Doença respiratória sem causa definida preocupa médicos brasileiros

Náuseas, tosse, falta de ar e dor na região do tórax são sintomas que pedem atenção com pacientes nos hospitais

Os registros de uma doença respiratória ainda sem causa definida identificada nos Estados Unidos deflagraram um alerta entre médicos brasileiros. A Sociedade Brasileira de Pneumologia e Tisiologia divulgou um comunicado para que profissionais fiquem atentos caso recebam pacientes com náuseas, tosse, falta de ar e dor na região do tórax, sobretudo se forem usuários de cigarros eletrônicos.

Há indícios relacionando os mais de 450 casos já registrados nos Estados Unidos com o uso de tais aparelhos. A sociedade sugeriu que médicos brasileiros avisem os pacientes sobre os potenciais riscos desses utensílios.

Foto: Divulgação
Não há registros oficiais no Brasil ou casos suspeitos de doenças relacionadas ao uso do aparelho.

Diagnosticado com pneumonia no início do mês, o publicitário Pedro Ivo Brito, de 29 anos, teve o quadro agravado por fazer uso do dispositivo. Há um ano, o design sofisticado do cigarro atraiu sua curiosidade. “Quando eu disse que fazia uso do cigarro eletrônico no hospital, os médicos falaram que não era o único motivo, mas que agravou o meu quadro”.
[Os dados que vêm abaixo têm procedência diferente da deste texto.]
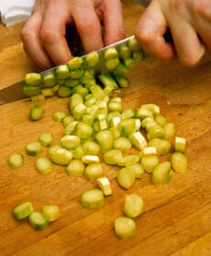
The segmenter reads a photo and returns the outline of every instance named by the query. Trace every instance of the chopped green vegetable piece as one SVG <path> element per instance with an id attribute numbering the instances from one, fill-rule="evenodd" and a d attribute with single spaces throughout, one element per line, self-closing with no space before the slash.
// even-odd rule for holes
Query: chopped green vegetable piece
<path id="1" fill-rule="evenodd" d="M 81 139 L 89 139 L 94 133 L 93 128 L 85 123 L 79 122 L 75 128 L 75 135 Z"/>
<path id="2" fill-rule="evenodd" d="M 164 138 L 166 139 L 171 139 L 175 135 L 176 128 L 172 123 L 167 123 L 163 127 L 163 129 L 164 129 Z"/>
<path id="3" fill-rule="evenodd" d="M 156 139 L 156 138 L 163 138 L 164 135 L 165 135 L 165 133 L 164 133 L 162 127 L 155 126 L 149 130 L 147 137 L 148 137 L 148 139 L 150 140 L 150 139 Z"/>
<path id="4" fill-rule="evenodd" d="M 60 142 L 62 148 L 73 150 L 81 143 L 81 139 L 75 135 L 65 135 L 61 139 Z"/>
<path id="5" fill-rule="evenodd" d="M 26 147 L 27 153 L 31 156 L 36 156 L 41 150 L 41 144 L 39 142 L 29 142 Z"/>
<path id="6" fill-rule="evenodd" d="M 181 152 L 175 152 L 171 156 L 172 169 L 176 173 L 184 173 L 187 170 L 187 158 Z"/>
<path id="7" fill-rule="evenodd" d="M 96 136 L 96 141 L 99 143 L 101 152 L 105 153 L 113 148 L 113 134 L 110 130 L 101 130 Z"/>
<path id="8" fill-rule="evenodd" d="M 122 119 L 132 118 L 136 117 L 136 111 L 133 108 L 124 111 L 121 115 Z"/>
<path id="9" fill-rule="evenodd" d="M 72 95 L 72 89 L 67 86 L 61 86 L 58 92 L 58 95 L 61 98 L 67 98 L 70 97 Z"/>
<path id="10" fill-rule="evenodd" d="M 83 65 L 83 59 L 80 57 L 74 57 L 71 61 L 68 61 L 68 66 L 70 70 L 76 70 L 82 67 Z"/>
<path id="11" fill-rule="evenodd" d="M 83 96 L 79 94 L 74 94 L 70 97 L 70 106 L 71 106 L 71 111 L 72 112 L 74 107 L 78 106 L 79 104 L 83 104 Z"/>
<path id="12" fill-rule="evenodd" d="M 82 161 L 83 163 L 89 164 L 89 163 L 97 163 L 100 161 L 100 159 L 98 156 L 92 156 L 92 155 L 83 155 L 82 157 Z"/>
<path id="13" fill-rule="evenodd" d="M 120 239 L 126 239 L 136 235 L 136 222 L 127 217 L 119 217 L 115 220 L 115 233 Z"/>
<path id="14" fill-rule="evenodd" d="M 86 64 L 88 67 L 94 67 L 99 61 L 99 56 L 96 51 L 88 53 L 85 57 Z"/>
<path id="15" fill-rule="evenodd" d="M 8 156 L 7 162 L 11 168 L 18 168 L 24 164 L 24 156 L 20 153 L 13 153 Z"/>
<path id="16" fill-rule="evenodd" d="M 164 155 L 171 150 L 172 143 L 165 139 L 153 139 L 149 142 L 150 147 L 155 147 L 157 154 Z"/>
<path id="17" fill-rule="evenodd" d="M 133 146 L 139 150 L 142 150 L 148 146 L 147 140 L 139 131 L 131 133 L 129 135 L 129 140 L 131 141 Z"/>
<path id="18" fill-rule="evenodd" d="M 121 88 L 128 88 L 129 86 L 130 82 L 128 78 L 126 77 L 124 74 L 120 73 L 119 72 L 113 72 L 112 76 L 117 83 L 118 86 L 120 86 Z"/>
<path id="19" fill-rule="evenodd" d="M 176 137 L 175 139 L 175 151 L 183 153 L 185 150 L 186 139 Z"/>
<path id="20" fill-rule="evenodd" d="M 117 173 L 117 183 L 124 189 L 129 189 L 135 182 L 135 174 L 129 168 L 122 168 Z"/>
<path id="21" fill-rule="evenodd" d="M 128 165 L 128 168 L 129 168 L 135 174 L 135 178 L 142 178 L 144 174 L 144 168 L 140 163 L 134 163 L 131 165 Z"/>
<path id="22" fill-rule="evenodd" d="M 72 153 L 65 149 L 58 149 L 51 155 L 51 161 L 59 165 L 68 165 L 72 159 Z"/>
<path id="23" fill-rule="evenodd" d="M 32 85 L 32 86 L 39 85 L 42 82 L 41 74 L 37 72 L 29 72 L 26 74 L 25 82 L 28 85 Z"/>
<path id="24" fill-rule="evenodd" d="M 141 158 L 141 164 L 147 173 L 151 173 L 156 165 L 159 164 L 158 156 L 144 156 Z"/>
<path id="25" fill-rule="evenodd" d="M 42 207 L 42 216 L 49 221 L 55 221 L 60 217 L 60 208 L 55 205 L 46 204 Z"/>
<path id="26" fill-rule="evenodd" d="M 87 107 L 82 103 L 77 105 L 73 109 L 73 117 L 76 120 L 80 120 L 83 115 L 86 112 Z"/>
<path id="27" fill-rule="evenodd" d="M 59 149 L 62 149 L 60 144 L 55 144 L 51 146 L 48 151 L 48 156 L 51 158 L 51 155 Z"/>
<path id="28" fill-rule="evenodd" d="M 105 61 L 106 67 L 109 72 L 112 72 L 114 70 L 116 70 L 117 68 L 117 66 L 119 65 L 119 59 L 118 58 L 115 58 L 115 59 L 111 59 L 111 60 L 107 60 Z"/>
<path id="29" fill-rule="evenodd" d="M 140 160 L 139 155 L 124 155 L 123 160 L 118 162 L 119 166 L 132 165 Z"/>
<path id="30" fill-rule="evenodd" d="M 35 229 L 40 230 L 49 226 L 49 221 L 40 212 L 32 212 L 28 217 L 29 224 Z"/>
<path id="31" fill-rule="evenodd" d="M 151 174 L 151 184 L 168 184 L 172 177 L 172 172 L 171 170 L 170 161 L 163 161 L 159 163 L 153 169 Z"/>
<path id="32" fill-rule="evenodd" d="M 83 193 L 80 203 L 83 206 L 94 209 L 104 205 L 104 193 L 98 188 L 93 188 Z"/>
<path id="33" fill-rule="evenodd" d="M 16 206 L 13 208 L 13 215 L 17 220 L 28 217 L 33 212 L 33 206 L 30 202 L 25 202 Z"/>
<path id="34" fill-rule="evenodd" d="M 127 195 L 123 211 L 128 217 L 135 218 L 144 212 L 144 202 L 140 196 L 135 194 Z"/>
<path id="35" fill-rule="evenodd" d="M 54 112 L 52 115 L 52 118 L 54 121 L 59 122 L 59 123 L 62 123 L 63 118 L 67 117 L 67 114 L 64 111 L 57 111 Z"/>
<path id="36" fill-rule="evenodd" d="M 155 121 L 158 125 L 164 127 L 164 125 L 167 123 L 166 116 L 163 114 L 159 114 L 155 117 Z"/>
<path id="37" fill-rule="evenodd" d="M 86 140 L 83 147 L 86 155 L 96 156 L 100 153 L 100 146 L 94 141 Z"/>
<path id="38" fill-rule="evenodd" d="M 72 161 L 68 164 L 66 173 L 69 175 L 72 176 L 83 176 L 85 170 L 85 165 L 83 162 L 79 159 L 73 159 Z"/>
<path id="39" fill-rule="evenodd" d="M 44 157 L 39 157 L 35 162 L 36 169 L 42 174 L 47 174 L 52 171 L 52 162 Z"/>
<path id="40" fill-rule="evenodd" d="M 114 140 L 114 148 L 120 150 L 122 152 L 126 152 L 132 148 L 132 144 L 126 137 L 119 137 Z"/>
<path id="41" fill-rule="evenodd" d="M 117 164 L 123 161 L 120 150 L 111 150 L 104 154 L 104 161 L 107 164 Z"/>
<path id="42" fill-rule="evenodd" d="M 67 79 L 70 76 L 70 71 L 66 64 L 60 65 L 56 69 L 56 76 L 60 80 Z"/>
<path id="43" fill-rule="evenodd" d="M 52 72 L 48 72 L 43 73 L 42 82 L 45 87 L 52 87 L 56 84 L 56 77 Z"/>
<path id="44" fill-rule="evenodd" d="M 96 179 L 96 182 L 100 189 L 103 191 L 104 195 L 107 196 L 112 195 L 111 185 L 108 178 L 101 177 Z"/>
<path id="45" fill-rule="evenodd" d="M 72 117 L 72 116 L 66 116 L 62 122 L 63 122 L 63 125 L 64 127 L 66 128 L 69 124 L 72 123 L 74 121 L 74 117 Z"/>
<path id="46" fill-rule="evenodd" d="M 79 145 L 73 150 L 72 150 L 72 153 L 73 154 L 73 158 L 76 159 L 82 159 L 82 157 L 85 155 L 85 152 L 82 145 Z"/>
<path id="47" fill-rule="evenodd" d="M 103 167 L 100 162 L 90 163 L 85 168 L 84 176 L 87 180 L 95 180 L 103 175 Z"/>
<path id="48" fill-rule="evenodd" d="M 39 105 L 33 106 L 30 108 L 30 111 L 29 111 L 30 119 L 33 120 L 33 121 L 37 121 L 37 120 L 41 119 L 43 114 L 44 114 L 44 110 Z"/>
<path id="49" fill-rule="evenodd" d="M 53 141 L 53 134 L 51 132 L 43 133 L 39 136 L 39 141 L 44 147 L 50 147 Z"/>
O publicitário ficou internado por cinco dias no Hospital Beneficência Portuguesa, em São Paulo, e teve de passar até por uma cirurgia torácica para drenar a água que estava nos pulmões.

Brito começou a fumar cigarro comum aos 15 anos. O eletrônico, conheceu há um ano, nos Estados Unidos. “Em Miami, é comum ver as pessoas fumando cigarro eletrônico até nas ruas. Nunca foi minha intenção substituir o cigarro comum pelo eletrônico. Só que comecei a fumar mais o eletrônico. Comprei o cigarro eletrônico e um kit com quatro pods – também conhecidos como cartuchos. Paguei US$ 80 (R$ 328) pelo cigarro e US$ 20 (R$ 82) pelos pods”, conta. “O pod permite fazer misturas de substâncias e sabores, mas nunca fiz”.

Para ele, o trauma foi o melhor tratamento para abandonar os dois tipos de cigarros. “É um novo momento na minha vida. Estou focado em esporte e alimentação. Já me desfiz do cigarro eletrônico. Dei para uma amiga que é artista plástica e vai fazer uma obra para simbolizar os riscos para a saúde. Não desejo a ninguém o que eu passei”.

Estados Unidos

Não há até agora registros oficiais no Brasil ou casos suspeitos de doenças relacionadas ao uso do aparelho comunicados à Sociedade de Pneumologia e Tisiologia. Nos Estados Unidos, autoridades sanitárias e pesquisadores internacionais fizeram uma força-tarefa para tentar identificar o que levou, sobretudo jovens, a apresentar insuficiência respiratória grave. Por enquanto, um dos únicos pontos que ligam os pacientes são as “vaporadas” em cigarros eletrônicos. Parte deles relatou ter usado o aparelho para inalar THC, uma das substâncias presentes na maconha, adicionada a óleos, principalmente acetato de vitamina E. Essa substância, uma vez inalada, fica depositada no pulmão, obstruindo a passagem do oxigênio.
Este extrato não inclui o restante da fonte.